Christmas Crack Cookies

Once upon a time I went to Dylan's Candy Bar and partook of something delicious that filled me with joy and wonder. What is this? I thought. And I realized, why, it must be chocolate-covered Golden Grahams! Its simplicity surprised me, but the fantastic flavor humbled me. "I shall make these for this year's Christmas cookie exchange" I vowed.

Months later, here we are into December. I made these "cookies" and they were even better than Dylan's. I even painstakingly made them into little "wreaths" but only one pan's worth because a) it took me forever long and b) I kind of sucked at it anyway. (sean was not there, clearly. So sad. He should be there for events such as this. The wreaths were his idea, afterall. Sean quote: "i like wreaths." )

Sadly I was not able to attend the actual exchange in the end, and am considering hosting my own except I remember I hate hosting things. But I DID make approximately 5,000 of these and sent some to work with Sean to share with his coworkers. They loved them and one said "these are like crack!" It's true. I don't know why but they are addictive. What a lethal combo.
So I'm passing it onto you. These are so dumb-easy, and SO GOOD. So make them this season and impress everyone who gets to have one, which is sometimes the sole reason for making things, let's be honest. (me: "tell me more about how much they loved them, Sean...what exactly did they say.")

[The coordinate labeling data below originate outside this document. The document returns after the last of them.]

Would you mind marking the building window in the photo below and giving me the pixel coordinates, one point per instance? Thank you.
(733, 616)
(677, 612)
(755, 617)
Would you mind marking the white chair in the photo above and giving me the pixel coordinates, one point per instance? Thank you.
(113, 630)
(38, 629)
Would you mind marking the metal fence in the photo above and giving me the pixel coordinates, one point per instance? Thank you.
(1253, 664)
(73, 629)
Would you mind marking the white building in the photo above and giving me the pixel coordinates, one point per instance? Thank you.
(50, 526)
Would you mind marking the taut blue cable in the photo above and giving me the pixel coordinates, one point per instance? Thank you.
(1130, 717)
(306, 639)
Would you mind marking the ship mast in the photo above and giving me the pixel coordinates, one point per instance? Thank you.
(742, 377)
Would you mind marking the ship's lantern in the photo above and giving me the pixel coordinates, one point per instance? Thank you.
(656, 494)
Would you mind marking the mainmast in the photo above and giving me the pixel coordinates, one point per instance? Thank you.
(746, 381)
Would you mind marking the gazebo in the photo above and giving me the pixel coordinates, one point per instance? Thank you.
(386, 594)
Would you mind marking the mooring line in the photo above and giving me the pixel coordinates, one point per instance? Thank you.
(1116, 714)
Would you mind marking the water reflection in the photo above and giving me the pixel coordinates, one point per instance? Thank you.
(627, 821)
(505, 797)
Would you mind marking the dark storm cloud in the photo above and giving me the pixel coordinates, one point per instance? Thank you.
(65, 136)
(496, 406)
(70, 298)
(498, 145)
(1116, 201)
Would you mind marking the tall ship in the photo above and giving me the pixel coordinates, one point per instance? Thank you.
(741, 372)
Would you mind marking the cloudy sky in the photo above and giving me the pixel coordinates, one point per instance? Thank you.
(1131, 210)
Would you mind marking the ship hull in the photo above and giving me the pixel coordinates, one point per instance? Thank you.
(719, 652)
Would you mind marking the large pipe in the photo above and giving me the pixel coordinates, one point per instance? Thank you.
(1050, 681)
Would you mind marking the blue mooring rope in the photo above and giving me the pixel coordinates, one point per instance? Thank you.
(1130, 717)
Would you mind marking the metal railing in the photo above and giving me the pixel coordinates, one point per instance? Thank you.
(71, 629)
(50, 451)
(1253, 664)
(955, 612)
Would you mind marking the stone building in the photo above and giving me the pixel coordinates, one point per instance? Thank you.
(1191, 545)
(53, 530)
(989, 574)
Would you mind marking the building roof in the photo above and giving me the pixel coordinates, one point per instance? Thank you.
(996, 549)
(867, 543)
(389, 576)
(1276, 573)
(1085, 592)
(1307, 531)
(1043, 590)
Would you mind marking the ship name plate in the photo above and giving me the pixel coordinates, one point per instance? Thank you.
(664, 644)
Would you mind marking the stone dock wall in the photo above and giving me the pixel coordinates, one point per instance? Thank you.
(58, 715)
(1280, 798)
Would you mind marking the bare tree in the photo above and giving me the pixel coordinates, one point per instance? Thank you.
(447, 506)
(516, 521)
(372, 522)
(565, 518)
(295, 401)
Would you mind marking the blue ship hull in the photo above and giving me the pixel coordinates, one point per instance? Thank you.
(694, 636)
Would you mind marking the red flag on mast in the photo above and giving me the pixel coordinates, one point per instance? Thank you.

I still need to come up with a name. I'm having a hard time. I keep calling them cookies but they are totally not cookies. oh well. For now let's call them..

Chocolate Cluster Fantasmos

Ingredients:


1 bag o' Ghirardelli bittersweet chocolate chips
1 box o' Golden Grahams

some cocoa powder for dusting


Directions:

1. In a double boiler, melt the chocolate chips.
(boil some water in a pot. Put small bowl with chips in it on the pot.
This will greatly decrease your chances of burning the chocolate.)

2. Pour the melted chocolate in a large bowl with all of the cereal.
Slowly mix until the cereal is completely covered.


3. Using a spoon or your chocolate-covered fingers, place small heaps of the chocolate cereal onto parchment paper on a cookie sheet. I say go on the small side.
Large clusters are more difficult to eat, though no less delicious.

4. Dust some cocoa powder over the clusters. Make sure you tap the small sieve thing harder than you meant, to dump a load of cocoa on some. Do this repeatedly. Claim to do it on purpose. (I guess it will be, if you follow my instructions.)

5. Place sheet in fridge for a few minutes until the clusters harden.


Here are my wreaths. Look at the perfect one in the middle.
The others, like the one directly above it: FAIL.


And voila! I'm serious- so good. Make them. NOW. and report back.


7 comments:

Joel said...

In this picture they look vaguely like leaves from sone kind of donut tree that have fallen on the sidewalk in a curiously regular pattern.

Ashley said...

I want to go to there. Right now. Want to send me some? Because I apparently can't make things that are "so dumb-easy." Or I'm a lazy bum.

Alanna said...

Okay, so I wish I would have seen this post BEFORE I bought a huge-o bag of M&Ms for the R.S. chocolate exchange tomorrow. Now I'm stuck trying to decide if I should go to the store again, or just give away the M&Ms (which are admittedly kind of lame, but I was mostly going for volume here)... Of course, if this recipe is as good as you say it is, then I won't want to share anyway, right?

)en said...

Well, they ARE delicious. This recipe also makes approximately 5 billion clusters, sooo... :)

donut tree...arglglgl....

lindsey v said...

Oh holy yum. I want to make some.

)en said...

Oh Holy Yum--the other popular Christmas carol...

(i'm sorry.)

lindsey v said...

That song (the real one) did pop into my head when I was writing that. It really would make a great song though, wouldn't it?